It all depends... The question boils down to "how much of a shit job are you willing to go after"?

There's always a few programming jobs that no one wants because the pay is awful and the company/job description is crap (PHP web apps for 28k/year? ROFLOL). But then they act as proof of employability for slightly better companies and soon you have 12-24 months of "professional" experience and landing interviews at OK companies is not unreasonable.

That's how a lot of us, no degree type, got our first foot in the door.

IT systems type roles are also a good segue into programming roles. And IT admin roles are so much easier to land.

PHP is paradise compared to the bed of glass and nails some of us 30-somethings had to drag ourselves through man.

Lotus Domino. Never Forget.

I was lucky enough to start on the sys admin side and in smaller companies and just after the major switch away from Novell to NT4. I skipped a lot of the early/mid 90s stalwarths.

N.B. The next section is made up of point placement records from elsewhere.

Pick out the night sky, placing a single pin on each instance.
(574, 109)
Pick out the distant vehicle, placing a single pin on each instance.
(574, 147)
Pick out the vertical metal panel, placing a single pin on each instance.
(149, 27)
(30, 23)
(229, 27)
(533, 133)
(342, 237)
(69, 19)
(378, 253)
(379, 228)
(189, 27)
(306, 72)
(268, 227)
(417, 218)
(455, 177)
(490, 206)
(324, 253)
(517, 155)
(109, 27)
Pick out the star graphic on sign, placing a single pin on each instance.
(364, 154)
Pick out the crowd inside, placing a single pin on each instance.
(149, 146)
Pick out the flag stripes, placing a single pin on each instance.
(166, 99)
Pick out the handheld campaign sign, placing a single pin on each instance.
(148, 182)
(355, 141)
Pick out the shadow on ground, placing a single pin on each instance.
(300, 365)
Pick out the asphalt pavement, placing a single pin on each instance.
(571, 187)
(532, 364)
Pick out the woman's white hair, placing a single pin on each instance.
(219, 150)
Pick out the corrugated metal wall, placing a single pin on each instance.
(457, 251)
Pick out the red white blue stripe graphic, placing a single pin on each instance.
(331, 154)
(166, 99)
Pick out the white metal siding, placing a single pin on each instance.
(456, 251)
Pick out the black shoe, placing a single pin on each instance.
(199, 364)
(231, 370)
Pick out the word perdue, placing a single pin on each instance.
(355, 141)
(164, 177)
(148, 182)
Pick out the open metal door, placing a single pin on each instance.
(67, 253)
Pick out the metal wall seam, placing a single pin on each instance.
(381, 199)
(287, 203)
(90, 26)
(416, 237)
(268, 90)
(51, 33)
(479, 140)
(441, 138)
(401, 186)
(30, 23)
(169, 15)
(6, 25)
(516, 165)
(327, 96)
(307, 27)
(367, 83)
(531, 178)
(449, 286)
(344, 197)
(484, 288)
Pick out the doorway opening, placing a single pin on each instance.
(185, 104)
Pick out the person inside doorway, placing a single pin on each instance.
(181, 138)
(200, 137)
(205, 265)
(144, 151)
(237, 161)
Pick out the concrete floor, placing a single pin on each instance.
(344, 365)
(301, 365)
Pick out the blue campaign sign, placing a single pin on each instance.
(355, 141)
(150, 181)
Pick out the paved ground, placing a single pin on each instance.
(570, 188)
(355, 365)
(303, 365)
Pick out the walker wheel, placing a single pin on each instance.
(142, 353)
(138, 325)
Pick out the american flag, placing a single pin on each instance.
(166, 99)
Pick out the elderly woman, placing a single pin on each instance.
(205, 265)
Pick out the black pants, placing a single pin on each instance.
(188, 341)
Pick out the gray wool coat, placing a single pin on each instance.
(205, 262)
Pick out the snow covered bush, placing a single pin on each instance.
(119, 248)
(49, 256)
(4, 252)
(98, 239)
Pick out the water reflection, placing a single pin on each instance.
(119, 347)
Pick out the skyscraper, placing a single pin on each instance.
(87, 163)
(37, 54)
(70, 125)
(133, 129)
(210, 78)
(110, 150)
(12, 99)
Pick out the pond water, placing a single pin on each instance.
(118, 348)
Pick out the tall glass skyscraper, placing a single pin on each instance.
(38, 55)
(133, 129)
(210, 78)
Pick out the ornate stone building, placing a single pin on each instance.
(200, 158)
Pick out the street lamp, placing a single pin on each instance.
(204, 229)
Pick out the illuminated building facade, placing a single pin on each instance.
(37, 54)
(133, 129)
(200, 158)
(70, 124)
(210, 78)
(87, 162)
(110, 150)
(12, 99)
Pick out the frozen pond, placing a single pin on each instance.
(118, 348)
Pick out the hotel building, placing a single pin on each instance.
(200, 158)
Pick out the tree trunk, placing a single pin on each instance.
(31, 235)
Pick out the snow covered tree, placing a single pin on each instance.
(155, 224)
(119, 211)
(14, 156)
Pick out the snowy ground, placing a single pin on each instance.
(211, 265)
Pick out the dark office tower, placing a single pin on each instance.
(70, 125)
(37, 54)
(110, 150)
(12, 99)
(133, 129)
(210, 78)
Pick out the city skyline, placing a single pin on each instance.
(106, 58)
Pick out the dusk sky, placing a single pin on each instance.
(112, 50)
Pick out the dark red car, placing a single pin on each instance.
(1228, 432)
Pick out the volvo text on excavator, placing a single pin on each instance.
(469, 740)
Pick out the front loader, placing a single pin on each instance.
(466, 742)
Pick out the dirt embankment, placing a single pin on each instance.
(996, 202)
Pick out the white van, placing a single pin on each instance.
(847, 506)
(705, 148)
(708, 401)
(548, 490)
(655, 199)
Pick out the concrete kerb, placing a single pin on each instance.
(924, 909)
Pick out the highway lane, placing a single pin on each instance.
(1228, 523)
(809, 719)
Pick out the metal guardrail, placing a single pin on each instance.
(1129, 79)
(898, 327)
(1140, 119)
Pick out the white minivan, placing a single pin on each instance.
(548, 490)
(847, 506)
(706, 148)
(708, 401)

"client-server" VB6 apps with an MDB file on a NT4 fileshare passing as server is the lowest I've been lucky to have to deal with. Boy that was crap. That and actual cgi-bin script actually written in perl.

cgi-bin's seemingly incredible power made me accidentally learn pearl.

I suspect it broke me as a programmer for years!

Or learning to program in C on DOS, where a bad pointer could not only hose your program, but easily hose the OS too
I started with Lotus Notes baby!
I think you're correct for tech startups and large companies, but not for dev shops or family businesses.
I think it holds true for dev shops that are not simply body shops as well.

As for family businesses, they rarely if ever hire software developers. They hire someone for a different role who can code, such as the "help wanted" sign I saw last week in Santa Fe looking for a sales clerk who could also maintain a small website front to back.

I disagree slightly in that vast majority of tech startups don't have any money. They need people they don't have to pay. What better way than to give everyone who walks by a flyer? Comparatively, dev shops need to be able to get another customer, so they need to produce something that does at least work regardless of whether or not it scales. They need people who can build something right out of the gate or the clients don't pay the invoice. They don't have the time to spend training someone.